Em nome da ordem, produziu-se apenas tumulto. O resultado é a virtual interdição da indústria brasileira de cultura e de entretenimento, que fatura R$ 500 bilhões por ano, tem 220 mil empresas e ocupa mais de cinco milhões de pessoas em todo o país.
A política pública de incentivos à cultura estancou no governo Jair Bolsonaro.
Por lei, o governo deveria destinar ao setor uma fatia (0,6%) do total da renúncia fiscal federal. É 40 vezes vezes menos do que o Estado injeta, por exemplo, nas áreas de comércio e serviços. E 20 vezes menos do que investe anualmente na indústria.
Nos últimos três anos, porém, quase nada aconteceu e acumulam-se evidências de colapso na produção independente, o motor dessa indústria.
O governo decidiu paralisar a concessão de incentivos ao setor cultural e de entretenimento, a pretexto de resolver um estoque de mais de 20 mil projetos pendentes de análise numa secretaria de Cultura, integrante do Ministério do Turismo.
Na hipótese otimista, do governo, esse trabalho de atualização do acervo burocrático consumiria os próximos três anos, ou seja, duraria até 2025.
Mais realista, o Tribunal de Contas da União estima que, no ritmo atual de trabalho, o estoque de processos somente deve ser “zerado” em 2030, isto é, dentro de oito anos.
A inapetência para solução foi admitida pelo próprio governo, em documento apresentado na véspera do Natal ao Supremo Tribunal Federal.
No ano passado eram 34 servidores designados para o exame de mais de duas dezenas de milhares de processos pendentes — vários há mais de uma década na fila de espera.
O labiríntico ritual descrito ao Supremo começa na “digitalização dos processos físicos”. Há pelo menos 14 mil, com vários volumes. Eles passam, em seguida, à “inspeção manual onde se conferem o nome do projeto, o número do processo, a situação em que se encontram”. Os dados “são inseridos manualmente em uma planilha Excel, concomitantemente à digitalização de cada processo, conferindo assim, sua correspondência [com os dados disponíveis na rede interna]”.
Detalhe relevante: novos projetos para incentivos fiscais somente são admitidos na proporção da redução do estoque existente.
Na prática, equivale à morte programada para um setor cuja sobrevivência depende da fluidez nas operações. Esse é um fator decisivo em áreas como a de produção de audiovisual onde é duríssima a concorrência estrangeira.

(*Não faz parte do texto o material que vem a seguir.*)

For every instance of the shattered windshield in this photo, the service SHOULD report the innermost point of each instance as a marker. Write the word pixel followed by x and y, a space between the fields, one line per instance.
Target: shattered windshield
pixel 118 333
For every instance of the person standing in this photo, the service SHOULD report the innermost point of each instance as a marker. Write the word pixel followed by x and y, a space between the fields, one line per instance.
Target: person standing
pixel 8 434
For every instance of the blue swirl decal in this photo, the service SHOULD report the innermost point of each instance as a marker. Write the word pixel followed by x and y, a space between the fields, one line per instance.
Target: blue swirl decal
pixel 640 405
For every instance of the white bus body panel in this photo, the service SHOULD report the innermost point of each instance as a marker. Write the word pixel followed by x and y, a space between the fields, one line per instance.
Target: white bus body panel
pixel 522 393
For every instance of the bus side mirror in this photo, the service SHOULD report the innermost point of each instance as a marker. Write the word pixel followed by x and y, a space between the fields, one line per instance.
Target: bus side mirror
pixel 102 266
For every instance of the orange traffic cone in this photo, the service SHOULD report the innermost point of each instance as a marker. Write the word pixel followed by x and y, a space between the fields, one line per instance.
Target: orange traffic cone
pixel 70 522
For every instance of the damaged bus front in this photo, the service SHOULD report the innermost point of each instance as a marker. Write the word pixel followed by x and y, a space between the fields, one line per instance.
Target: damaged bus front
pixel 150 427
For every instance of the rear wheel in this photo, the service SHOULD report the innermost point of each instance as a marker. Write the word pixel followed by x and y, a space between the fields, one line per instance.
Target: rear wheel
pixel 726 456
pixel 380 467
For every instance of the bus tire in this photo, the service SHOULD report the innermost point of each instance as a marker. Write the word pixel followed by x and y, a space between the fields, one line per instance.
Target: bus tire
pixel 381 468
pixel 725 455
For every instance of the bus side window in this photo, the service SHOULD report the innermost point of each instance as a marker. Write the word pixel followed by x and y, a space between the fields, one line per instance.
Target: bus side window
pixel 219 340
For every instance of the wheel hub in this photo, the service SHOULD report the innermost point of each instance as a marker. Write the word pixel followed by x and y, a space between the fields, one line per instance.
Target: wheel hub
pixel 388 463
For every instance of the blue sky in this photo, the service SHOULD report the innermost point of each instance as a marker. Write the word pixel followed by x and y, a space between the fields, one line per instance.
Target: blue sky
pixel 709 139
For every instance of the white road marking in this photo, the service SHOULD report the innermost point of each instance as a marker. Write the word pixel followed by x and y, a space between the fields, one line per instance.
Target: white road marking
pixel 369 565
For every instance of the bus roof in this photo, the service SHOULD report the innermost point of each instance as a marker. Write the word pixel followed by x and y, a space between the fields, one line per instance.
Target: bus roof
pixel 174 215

Exemplo: em abril de 2019, um filme da Marvel ocupou simultaneamente 2,7 mil salas de cinema, ou seja, 80% das existentes no país. Em parte, Hollywood deve seu vigor à antiga política de incentivos fiscais dos Estados Unidos.
No caso brasileiro, o tumulto provocado na indústria cultural e de entretenimento aparentemente tem motivação deliberada. Serve como biombo para um tipo de ativismo político pré-eleitoral, em muitos aspectos conflitante com a Constituição.
Há uma coletânea de evidências na centena de páginas que o governo apresentou ao Supremo, na véspera do Natal, em resposta a uma arguição judicial sobre a inércia na política setorial de incentivos fiscais.
Nelas espraiam-se 560 negativas à possibilidade de censura, sempre acompanhadas pela justificativa do “poder-dever” de um grupo de burocratas do Turismo autodeclarado militante numa cruzada pré-eleitoral de “proteção” do erário, da família, das tradições, dos costumes, da saúde pública e até da língua portuguesa contra “modismos políticos/ideológicos sem base legal”.
A inépcia em questões realmente relevantes, como a solução para o estoque de projetos pendentes, submerge na prosa amadora e mal escrita de justificativas para censura a obras artísticas que, aos olhos desconfiados dos burocratas do Turismo, não estejam dirigidas “ao Criador”; resultem “de imposição de ideologia via uma não-linguagem”; e, “imponham conduta à sociedade” — como a exigência de passaporte de vacina para ingresso em espetáculos.
O governo Bolsonaro registrou no cartório do Supremo 127 páginas de palavrório para ocultar um triênio de inépcia na gestão da política cultural.
Economizaria o tempo dos juízes do STF — e pouparia o erário — se tivesse reproduzido um “aviso” de 21 palavras distribuído em 1971 pela Divisão de Segurança do Ministério da Justiça à equipe de censores da Polícia Federal: “[As obras], salvo raras excesões (sic), são deprimentes e se constituem verdadeiros atentados à moral, aos costumes e ao pudor.”
O atraso exige alguma coerência histórica.